My 2 cents Posted August 12, 2010 Posted August 12, 2010 So, having decided that it would further the plan's asset allocation goals to invest plan assets in a specific piece of commercial real estate (as opposed to investing in a regulated investment vehicle focused on commercial real estate), after careful consideration of available commercial real estate (presumably not limited to the local area), taking into account a variety of aspects of the investment (including the financial strength of the tenant - wouldn't want the plan to buy a rental property and see the expected tenant go belly up!), the plan fiduciaries determined that this particular Denny's would be a satisfactory investment? Hope they are right! Woe to them if that Denny's franchise is run by the sponsor's brother in law, however! Always check with your actuary first!

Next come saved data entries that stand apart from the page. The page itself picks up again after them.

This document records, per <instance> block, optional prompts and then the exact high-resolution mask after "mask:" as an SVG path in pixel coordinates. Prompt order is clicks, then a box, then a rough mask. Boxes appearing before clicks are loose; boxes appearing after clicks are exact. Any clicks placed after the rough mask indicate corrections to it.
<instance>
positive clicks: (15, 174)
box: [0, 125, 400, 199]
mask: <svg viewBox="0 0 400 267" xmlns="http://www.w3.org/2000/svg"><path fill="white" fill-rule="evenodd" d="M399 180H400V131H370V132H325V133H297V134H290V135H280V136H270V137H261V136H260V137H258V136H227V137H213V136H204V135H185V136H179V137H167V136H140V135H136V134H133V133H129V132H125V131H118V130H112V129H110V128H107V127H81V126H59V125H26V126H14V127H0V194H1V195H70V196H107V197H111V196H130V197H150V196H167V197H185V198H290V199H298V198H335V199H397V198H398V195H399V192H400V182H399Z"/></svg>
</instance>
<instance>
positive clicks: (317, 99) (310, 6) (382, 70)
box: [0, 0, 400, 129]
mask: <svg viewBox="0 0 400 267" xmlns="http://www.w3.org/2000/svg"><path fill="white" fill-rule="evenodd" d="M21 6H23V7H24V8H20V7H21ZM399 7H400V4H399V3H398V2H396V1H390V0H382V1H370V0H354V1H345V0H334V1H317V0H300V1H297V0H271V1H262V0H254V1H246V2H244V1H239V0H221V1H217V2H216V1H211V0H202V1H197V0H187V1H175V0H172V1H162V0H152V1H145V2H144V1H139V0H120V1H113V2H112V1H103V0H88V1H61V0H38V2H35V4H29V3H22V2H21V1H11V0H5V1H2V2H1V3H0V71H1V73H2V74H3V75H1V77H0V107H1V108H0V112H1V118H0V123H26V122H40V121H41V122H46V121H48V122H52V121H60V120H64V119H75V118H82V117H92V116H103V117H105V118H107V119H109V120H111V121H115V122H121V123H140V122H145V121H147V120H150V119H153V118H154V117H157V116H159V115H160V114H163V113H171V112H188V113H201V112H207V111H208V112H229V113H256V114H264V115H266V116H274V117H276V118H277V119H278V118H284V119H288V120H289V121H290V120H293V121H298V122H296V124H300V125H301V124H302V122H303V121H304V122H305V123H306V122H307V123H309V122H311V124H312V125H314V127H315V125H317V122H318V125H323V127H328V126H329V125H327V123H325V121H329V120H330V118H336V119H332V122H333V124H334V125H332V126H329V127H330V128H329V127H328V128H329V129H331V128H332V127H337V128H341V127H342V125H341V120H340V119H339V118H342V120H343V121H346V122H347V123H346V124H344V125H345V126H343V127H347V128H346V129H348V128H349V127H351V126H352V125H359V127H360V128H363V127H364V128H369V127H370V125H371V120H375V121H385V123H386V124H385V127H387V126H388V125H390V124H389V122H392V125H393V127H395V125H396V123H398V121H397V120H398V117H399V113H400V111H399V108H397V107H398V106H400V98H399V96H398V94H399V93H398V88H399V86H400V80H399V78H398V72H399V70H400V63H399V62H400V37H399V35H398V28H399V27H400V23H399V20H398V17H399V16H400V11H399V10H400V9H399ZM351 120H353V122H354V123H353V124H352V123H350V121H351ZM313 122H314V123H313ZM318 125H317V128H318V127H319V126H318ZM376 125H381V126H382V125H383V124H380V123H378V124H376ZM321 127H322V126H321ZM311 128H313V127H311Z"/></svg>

Gary Posted August 23, 2010 Author Posted August 23, 2010 So in summary, it seems this can potentially be a satisfactory commercial real estate investment for the pension plan; though I still wonder if a tenant using real estate for unrelated business can be an acceptable real estate investment, but for moment it appears to be a potential real estate plan investment. However, if the plan sponsor uses restaurant to produce business income for the plan then we agree that this would create UBIT? Thanks.
david rigby Posted August 23, 2010 Posted August 23, 2010 So in summary, it seems this can potentially be a satisfactory commercial real estate investment for the pension plan... Probably advisable for the plan to engage its ERISA attorney on this question (or anything similar). I'm a retirement actuary. Nothing about my comments is intended or should be construed as investment, tax, legal or accounting advice. Occasionally, but not all the time, it might be reasonable to interpret my comments as actuarial or consulting advice.
SoCalActuary Posted September 7, 2010 Posted September 7, 2010 So in summary, it seems this can potentially be a satisfactory commercial real estate investment for the pension plan; though I still wonder if a tenant using real estate for unrelated business can be an acceptable real estate investment, but for moment it appears to be a potential real estate plan investment.However, if the plan sponsor uses restaurant to produce business income for the plan then we agree that this would create UBIT? Thanks. A commercial property is intended to be used for running a business. It's commercial. The operator of the business has a full range of operational issues, including rent, employees, business taxes, etc. That is the operator's problem. The pension plan does not own the business, just the property that earns rental income. What's your point?
Gary Posted September 7, 2010 Author Posted September 7, 2010 The point is that I was trying to verify that if the plan owned the buisiness and recieved income from business it would be UBIT.
SoCalActuary Posted September 7, 2010 Posted September 7, 2010 The point is that I was trying to verify that if the plan owned the buisiness and recieved income from business it would be UBIT. Well, for an example, consider an S-Corp where stock is owned by a retirement trust. The net profit paid to the trust out of the S-Corp is subject to UBIT at the full corporate tax rate, based on the last filing I saw on this subject. So your hypothetical question deserves a "yes" answer.